When preferences may need to change

  • Seek immediate clinical attention for heavy bleeding, severe headache, chest pain, seizure, or sudden shortness of breath.
  • Fetal heart rate concerns or decreased fetal movement may require urgent assessment and a change in delivery plan.
  • Fever, suspected infection, severe hypertension, or significant pain outside contraction patterns should be evaluated promptly.
  • Birth preferences should never delay emergency care for the birthing parent or baby.
  • Discuss refusal or delay of newborn preventive medications with a qualified clinician before delivery.

Tools & Assistance

  • Bring a one-page birth preferences document to a prenatal appointment for review.
  • Ask your hospital or birth center about policies on support people, monitoring, hydrotherapy, and cesarean room practices.
  • Tour the birth unit or attend a childbirth education class if available.
  • Prepare a backup preferences section for induction, assisted vaginal delivery, or cesarean birth.
  • Keep copies of the plan in your hospital bag and share one with your support person.

FAQ

How long should a birth plan be?

One page is usually ideal.

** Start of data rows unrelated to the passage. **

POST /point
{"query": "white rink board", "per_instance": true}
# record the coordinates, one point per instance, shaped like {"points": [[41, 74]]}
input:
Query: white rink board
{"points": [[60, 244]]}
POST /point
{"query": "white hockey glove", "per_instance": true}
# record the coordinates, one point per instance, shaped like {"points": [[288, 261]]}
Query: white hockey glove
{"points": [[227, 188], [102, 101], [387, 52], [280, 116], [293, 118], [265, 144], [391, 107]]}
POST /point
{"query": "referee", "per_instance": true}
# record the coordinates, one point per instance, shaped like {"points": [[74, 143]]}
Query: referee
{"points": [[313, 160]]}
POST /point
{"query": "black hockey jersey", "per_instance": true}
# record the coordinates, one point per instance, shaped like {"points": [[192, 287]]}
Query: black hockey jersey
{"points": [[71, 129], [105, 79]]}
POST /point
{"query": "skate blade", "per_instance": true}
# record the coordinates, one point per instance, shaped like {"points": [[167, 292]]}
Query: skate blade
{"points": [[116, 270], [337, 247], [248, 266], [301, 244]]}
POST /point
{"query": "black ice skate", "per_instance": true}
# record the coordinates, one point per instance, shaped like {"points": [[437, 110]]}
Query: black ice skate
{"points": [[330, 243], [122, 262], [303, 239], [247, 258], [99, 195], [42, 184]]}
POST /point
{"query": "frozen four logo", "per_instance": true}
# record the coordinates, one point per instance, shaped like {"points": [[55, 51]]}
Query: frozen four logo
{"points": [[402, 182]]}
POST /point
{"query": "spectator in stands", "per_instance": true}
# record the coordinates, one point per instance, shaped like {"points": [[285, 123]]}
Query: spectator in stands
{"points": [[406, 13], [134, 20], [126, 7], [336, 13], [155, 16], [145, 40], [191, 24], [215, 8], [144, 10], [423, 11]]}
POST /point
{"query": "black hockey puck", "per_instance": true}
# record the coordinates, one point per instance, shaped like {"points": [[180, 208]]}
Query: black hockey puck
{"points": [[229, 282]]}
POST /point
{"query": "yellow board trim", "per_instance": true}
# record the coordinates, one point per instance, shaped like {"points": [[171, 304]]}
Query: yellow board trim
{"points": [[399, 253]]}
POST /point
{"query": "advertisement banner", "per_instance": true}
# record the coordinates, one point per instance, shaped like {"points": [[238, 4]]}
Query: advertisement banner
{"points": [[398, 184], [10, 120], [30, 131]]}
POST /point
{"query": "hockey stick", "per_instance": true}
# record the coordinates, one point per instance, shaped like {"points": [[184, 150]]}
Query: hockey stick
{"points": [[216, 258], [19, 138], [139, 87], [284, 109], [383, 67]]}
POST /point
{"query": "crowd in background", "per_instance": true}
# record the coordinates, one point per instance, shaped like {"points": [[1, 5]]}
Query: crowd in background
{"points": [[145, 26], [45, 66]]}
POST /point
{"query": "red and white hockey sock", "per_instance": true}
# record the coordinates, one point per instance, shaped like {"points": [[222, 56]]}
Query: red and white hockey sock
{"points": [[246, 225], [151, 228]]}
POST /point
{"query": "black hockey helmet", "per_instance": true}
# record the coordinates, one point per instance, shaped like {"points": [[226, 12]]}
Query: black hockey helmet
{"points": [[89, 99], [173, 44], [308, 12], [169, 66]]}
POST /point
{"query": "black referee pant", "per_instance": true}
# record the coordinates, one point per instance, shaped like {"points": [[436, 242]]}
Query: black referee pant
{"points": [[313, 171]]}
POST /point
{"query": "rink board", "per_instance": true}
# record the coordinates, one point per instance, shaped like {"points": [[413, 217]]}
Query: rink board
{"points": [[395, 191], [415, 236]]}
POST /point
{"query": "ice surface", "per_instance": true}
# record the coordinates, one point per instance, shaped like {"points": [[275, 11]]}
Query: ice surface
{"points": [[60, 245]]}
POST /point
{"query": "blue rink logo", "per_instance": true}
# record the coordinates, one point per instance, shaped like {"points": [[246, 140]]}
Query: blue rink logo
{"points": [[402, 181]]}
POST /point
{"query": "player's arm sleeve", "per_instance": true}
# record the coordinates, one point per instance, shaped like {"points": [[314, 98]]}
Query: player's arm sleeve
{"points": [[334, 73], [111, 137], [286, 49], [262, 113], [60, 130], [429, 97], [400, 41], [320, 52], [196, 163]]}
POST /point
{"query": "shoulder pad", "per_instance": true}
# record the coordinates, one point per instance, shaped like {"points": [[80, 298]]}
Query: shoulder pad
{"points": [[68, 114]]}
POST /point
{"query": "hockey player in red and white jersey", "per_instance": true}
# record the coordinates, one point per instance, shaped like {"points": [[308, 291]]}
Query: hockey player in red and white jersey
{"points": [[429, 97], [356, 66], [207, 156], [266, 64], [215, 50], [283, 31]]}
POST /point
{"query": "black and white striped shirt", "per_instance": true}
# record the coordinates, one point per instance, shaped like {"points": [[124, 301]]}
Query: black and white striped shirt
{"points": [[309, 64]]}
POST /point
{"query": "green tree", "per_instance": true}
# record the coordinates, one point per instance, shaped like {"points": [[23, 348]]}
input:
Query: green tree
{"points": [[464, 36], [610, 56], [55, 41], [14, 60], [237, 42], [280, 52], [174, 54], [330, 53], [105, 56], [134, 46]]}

A concise plan with your top priorities is easier for the care team to read and use during labor.

Should I include cesarean birth preferences if I am planning a vaginal birth?

Yes. Including cesarean birth preferences can help preserve communication, support, and bonding if surgery becomes necessary.

Can I ask not to be offered an epidural?

You can ask staff to support nonpharmacologic coping first and provide epidural information only if you request it, while keeping options open.

Are delayed cord clamping and skin-to-skin always possible?

They are often possible when parent and baby are stable, but bleeding, prematurity, resuscitation needs, or operative circumstances may change timing.

When should I discuss my delivery preferences with my clinician?

Review them in the third trimester or earlier if you have a high-risk pregnancy, prior cesarean birth, or a planned induction or cesarean.

Sources

  • Scripps Health — Preparing Your Birth Plans for Labor and Delivery
  • Nemours KidsHealth — Birth Plans
  • University of Utah Health — How To Make A Birth Plan

Disclaimer

This article is for informational purposes only and does not replace medical advice. Discuss your birth plan, risks, and delivery options with your obstetrician, midwife, or qualified healthcare professional.